Mayor Graham Granter performs the ceremony, Cllr Smedley performs the history

In 1837 they built a Victorian Workhouse on Bridgwater’s Northgate. In  2016 it was finally demolished to build a new and much needed primary school. Today all that stands to remind us of the dreadful conditions of an atrocious system designed by a government to persecute its own people is a small monument at the school gate.

On 29th July 2017, as part of the Quayside Festival celebrations, three real chained-up dignitaries -not actors prancing round the town dressed as seagulls, giant bees or faux opera singers, gathered on the site of the workhouse to unveil three plaques that told the story of the workhouse system and the Y-shaped prison-like structure that dominated the Northgate skyline for more than a hundred years and commonly known as ‘the Big House’ where you would be threatened with being sent if life got too hard, money got too scarce or your fortunes took a nose dive. A place where you’d be forced into uniform, dominated by strict martinets, faced beatings, hard labour and in some cases even the final indignity of forced dissection for medical experiment.

Blaming the poor for being poor

The grand unveiling

The workhouse system was introduced by Act of Parliament – a New Poor Law to blame the poor for the condition they found themselves in instead of the system that caused that vast inequality of wealth in the first place. A system designed to  humiliate , shame and blame that was ended in 1929 and eventually replaced by the modern National Health Service, the re-distributive social security system and bolstered by employment rights, social housing and education for all.

In Bridgwater, the Northgate workhouse was demolished in the 1960s and the final bit of it – the hospital – pulled down in 2016.

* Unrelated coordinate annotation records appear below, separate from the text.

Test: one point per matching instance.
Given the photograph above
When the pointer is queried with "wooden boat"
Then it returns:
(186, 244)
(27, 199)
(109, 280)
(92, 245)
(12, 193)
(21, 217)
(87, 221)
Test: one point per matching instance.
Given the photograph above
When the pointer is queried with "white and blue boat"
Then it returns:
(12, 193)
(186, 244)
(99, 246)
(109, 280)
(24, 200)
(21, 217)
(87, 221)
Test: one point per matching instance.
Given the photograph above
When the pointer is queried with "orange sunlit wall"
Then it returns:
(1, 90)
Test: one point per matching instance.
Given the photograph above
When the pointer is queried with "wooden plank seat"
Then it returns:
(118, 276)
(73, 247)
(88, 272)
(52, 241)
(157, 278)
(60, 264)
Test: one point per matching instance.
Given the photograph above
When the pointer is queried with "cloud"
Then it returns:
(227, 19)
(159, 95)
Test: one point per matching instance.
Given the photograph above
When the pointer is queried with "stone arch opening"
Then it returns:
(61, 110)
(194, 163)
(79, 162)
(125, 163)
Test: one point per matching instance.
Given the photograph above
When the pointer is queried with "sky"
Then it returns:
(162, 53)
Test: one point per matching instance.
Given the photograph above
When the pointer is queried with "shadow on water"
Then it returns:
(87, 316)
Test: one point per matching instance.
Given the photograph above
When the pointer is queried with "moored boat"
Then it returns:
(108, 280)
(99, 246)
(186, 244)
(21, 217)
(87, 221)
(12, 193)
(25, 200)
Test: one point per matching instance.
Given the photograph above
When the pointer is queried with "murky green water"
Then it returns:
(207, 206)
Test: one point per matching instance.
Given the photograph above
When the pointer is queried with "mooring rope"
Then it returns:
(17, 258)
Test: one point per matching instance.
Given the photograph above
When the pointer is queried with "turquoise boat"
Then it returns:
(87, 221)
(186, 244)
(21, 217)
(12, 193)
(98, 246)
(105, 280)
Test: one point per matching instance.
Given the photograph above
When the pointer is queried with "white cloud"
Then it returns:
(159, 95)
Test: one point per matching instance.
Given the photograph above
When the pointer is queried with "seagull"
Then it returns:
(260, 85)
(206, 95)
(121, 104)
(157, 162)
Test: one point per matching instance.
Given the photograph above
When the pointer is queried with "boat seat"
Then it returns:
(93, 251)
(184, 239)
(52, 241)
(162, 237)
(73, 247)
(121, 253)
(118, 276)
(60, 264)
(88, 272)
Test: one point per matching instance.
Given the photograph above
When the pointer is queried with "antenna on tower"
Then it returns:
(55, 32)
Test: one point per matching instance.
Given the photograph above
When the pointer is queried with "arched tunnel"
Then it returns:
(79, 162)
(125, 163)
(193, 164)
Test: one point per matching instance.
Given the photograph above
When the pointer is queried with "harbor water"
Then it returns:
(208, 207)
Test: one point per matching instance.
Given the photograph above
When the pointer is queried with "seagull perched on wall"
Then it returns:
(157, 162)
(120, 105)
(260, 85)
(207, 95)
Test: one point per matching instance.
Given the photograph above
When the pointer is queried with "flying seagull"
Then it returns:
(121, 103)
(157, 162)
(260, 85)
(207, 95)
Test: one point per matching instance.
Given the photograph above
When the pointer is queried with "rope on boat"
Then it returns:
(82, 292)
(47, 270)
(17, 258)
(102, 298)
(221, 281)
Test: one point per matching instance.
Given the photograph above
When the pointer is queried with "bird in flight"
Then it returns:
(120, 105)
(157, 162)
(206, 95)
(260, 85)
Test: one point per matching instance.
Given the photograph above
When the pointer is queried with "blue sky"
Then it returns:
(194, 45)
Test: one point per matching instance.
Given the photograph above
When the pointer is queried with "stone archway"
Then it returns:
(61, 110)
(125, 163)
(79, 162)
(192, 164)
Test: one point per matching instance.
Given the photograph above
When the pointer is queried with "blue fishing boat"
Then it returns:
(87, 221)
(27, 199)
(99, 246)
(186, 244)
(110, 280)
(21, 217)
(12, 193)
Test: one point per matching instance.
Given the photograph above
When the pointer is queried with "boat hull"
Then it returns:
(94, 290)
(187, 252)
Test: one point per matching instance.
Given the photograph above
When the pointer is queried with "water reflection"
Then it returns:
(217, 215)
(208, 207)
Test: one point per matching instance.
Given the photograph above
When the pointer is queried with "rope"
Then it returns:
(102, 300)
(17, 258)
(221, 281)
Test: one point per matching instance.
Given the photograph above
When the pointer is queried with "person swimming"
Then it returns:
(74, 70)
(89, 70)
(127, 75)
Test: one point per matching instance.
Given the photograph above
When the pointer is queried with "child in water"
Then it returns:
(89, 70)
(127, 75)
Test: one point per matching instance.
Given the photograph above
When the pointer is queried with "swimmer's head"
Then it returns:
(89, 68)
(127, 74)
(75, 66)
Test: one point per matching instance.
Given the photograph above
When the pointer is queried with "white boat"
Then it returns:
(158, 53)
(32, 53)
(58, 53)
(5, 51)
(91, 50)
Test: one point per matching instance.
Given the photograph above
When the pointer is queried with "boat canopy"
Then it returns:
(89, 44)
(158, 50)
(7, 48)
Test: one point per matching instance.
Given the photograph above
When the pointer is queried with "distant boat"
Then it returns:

The monument on the actual site was unveiled by Mayor of Bridgwater Cllr Graham Granter, helped by Chair of Somerset County Council Cllr William Wallace and Chair of Sedgemoor District Council Cllr Mike Creswell, and tells the story of the workhouse in a way that children could understand it but also contains a link to tell a more detailed version

A bit of animated history

Look to the Future

Cllr Brian Smedley, Leader of Bridgwater Town Council, who had worked on the texts, spoke at the unveiling telling the  history of the Workhouse and concluding   “The workhouse system was an evil perpetrated on the poor and should never be forgotten. That it’s gone and remembered for what it was can only be a good thing. That it’s been replaced by a school for future generations can only be a good thing. And good will come out of this site. Through the co-operation of the Town, District and County Councils, Northgate will soon blossom forth with a celebration mile, a major leisure facility, enhanced green spaces, and a school all complementing the historic town centre. The best thing we can say about the workhouse is that it’s gone and future generations will benefit from what is built on its  historic footprint.”